Is socialism on the rise in the Americas? Paralleling Bernie Sanders rise in the polls, Canadian leftists have dramatically altered their country’s political landscape by sending Justin Trudeau — the son of the country’s former socialist Prime Minister — to their highest office and ending nearly a decade of conservative leadership under Stephen Harper.
The victory in Monday’s election by Trudeau’s Liberal Party was stunning. The Liberals were on a path to win at least 184 seats out of 338 – a parliamentary majority that will allow Trudeau to govern as prime minister without relying on other parties.

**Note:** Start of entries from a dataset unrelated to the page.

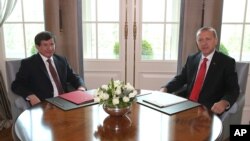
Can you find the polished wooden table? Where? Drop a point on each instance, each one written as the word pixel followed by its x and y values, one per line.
pixel 46 122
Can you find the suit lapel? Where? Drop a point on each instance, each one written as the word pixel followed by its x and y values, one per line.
pixel 211 70
pixel 58 66
pixel 195 68
pixel 41 66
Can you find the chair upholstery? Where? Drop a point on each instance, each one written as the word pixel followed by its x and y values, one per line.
pixel 18 104
pixel 234 114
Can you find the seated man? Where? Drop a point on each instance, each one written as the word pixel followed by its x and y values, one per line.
pixel 213 83
pixel 45 74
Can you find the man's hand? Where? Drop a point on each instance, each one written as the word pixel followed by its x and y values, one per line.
pixel 220 107
pixel 33 99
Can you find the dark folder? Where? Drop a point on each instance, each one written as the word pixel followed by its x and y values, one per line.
pixel 69 105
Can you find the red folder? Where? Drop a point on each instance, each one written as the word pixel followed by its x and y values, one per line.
pixel 78 97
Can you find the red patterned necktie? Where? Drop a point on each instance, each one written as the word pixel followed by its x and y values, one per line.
pixel 199 81
pixel 55 77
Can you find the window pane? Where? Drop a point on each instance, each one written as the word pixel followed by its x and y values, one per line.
pixel 246 45
pixel 233 11
pixel 153 10
pixel 89 41
pixel 88 10
pixel 153 34
pixel 248 12
pixel 30 32
pixel 231 36
pixel 173 10
pixel 33 10
pixel 108 35
pixel 171 44
pixel 108 10
pixel 16 15
pixel 14 42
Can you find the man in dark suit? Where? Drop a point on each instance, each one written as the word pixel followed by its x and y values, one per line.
pixel 34 80
pixel 220 87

The Liberals received 39.5 percent of the overall vote compared to 32 percent for the Conservatives and 19.6 for the New Democrats.
Harper, one of the longest-serving Western leaders, will step down as Conservative leader, the party announced as the scope of the party’s loss became apparent.

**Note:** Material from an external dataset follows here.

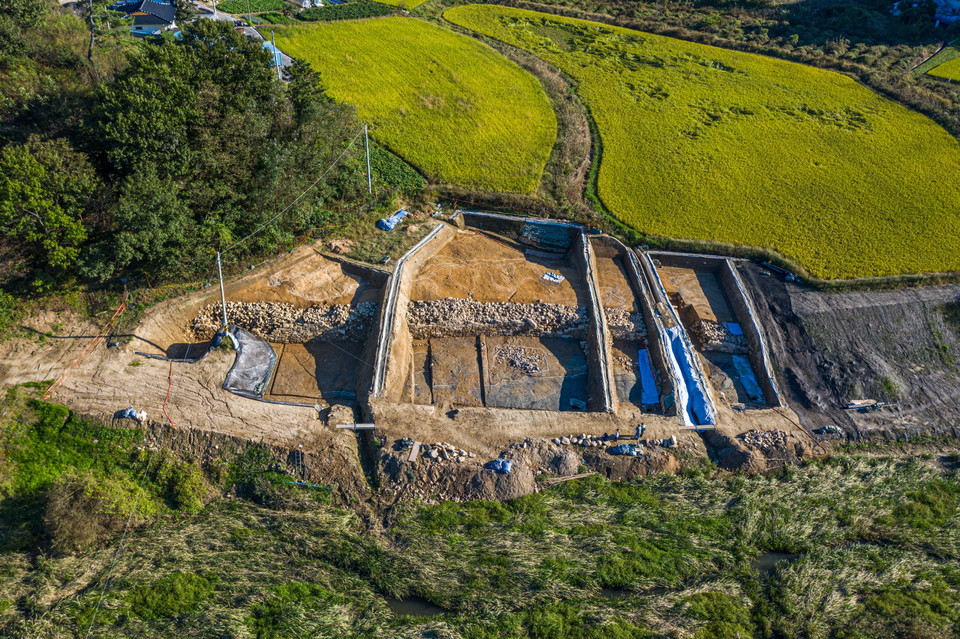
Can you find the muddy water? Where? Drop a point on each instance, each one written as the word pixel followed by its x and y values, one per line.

Trudeau is the son of the late Prime Minister Pierre Trudeau, a former socialist leader who swept to office in 1968 on a wave of support dubbed “Trudeaumania.”
Trudeau channels the star power — if not quite the political heft — of his father. Tall and trim, he is a former school teacher and member of Parliament since 2008. At 43, he becomes the second youngest prime minister in Canadian history and has been likened to Obama.
Trudeau promises to raise taxes and run deficits for three years to boost government spending.
Canada shifted to the center-right under Harper, who lowered sales and corporate taxes, avoided climate change legislation, and strongly supported the oil and gas extraction industry.
Harper said he had called Trudeau to congratulate him.
Trudeau’s opponents pilloried him as too inexperienced, but Trudeau embraced his boyish image on Election Day. Sporting jeans and a varsity letter jacket, he posed for a photo standing on the thighs of two his colleagues to make a cheerleading pyramid, his campaign plane in the backdrop with “Trudeau 2015” painted in large red letters.
“A sea of change here. We are used to high tides in Atlantic Canada. This is not what we hoped for,” said Peter MacKay, a former senior Conservative cabinet minister, shortly after polls closed in Atlantic Canada.
Harper, 56, visited districts he won in the 2011 election in an attempt to hang onto them.
Former colleagues of Harper said he would be personally devastated to lose to a Trudeau, the liberal legacy he entered politics to destroy. Harper’s long-term goal was to kill the widely entrenched notion that the Liberals — the party of Pierre Trudeau and Jean Chretien — are the natural party of government in Canada, and to redefine what it means to be Canadian.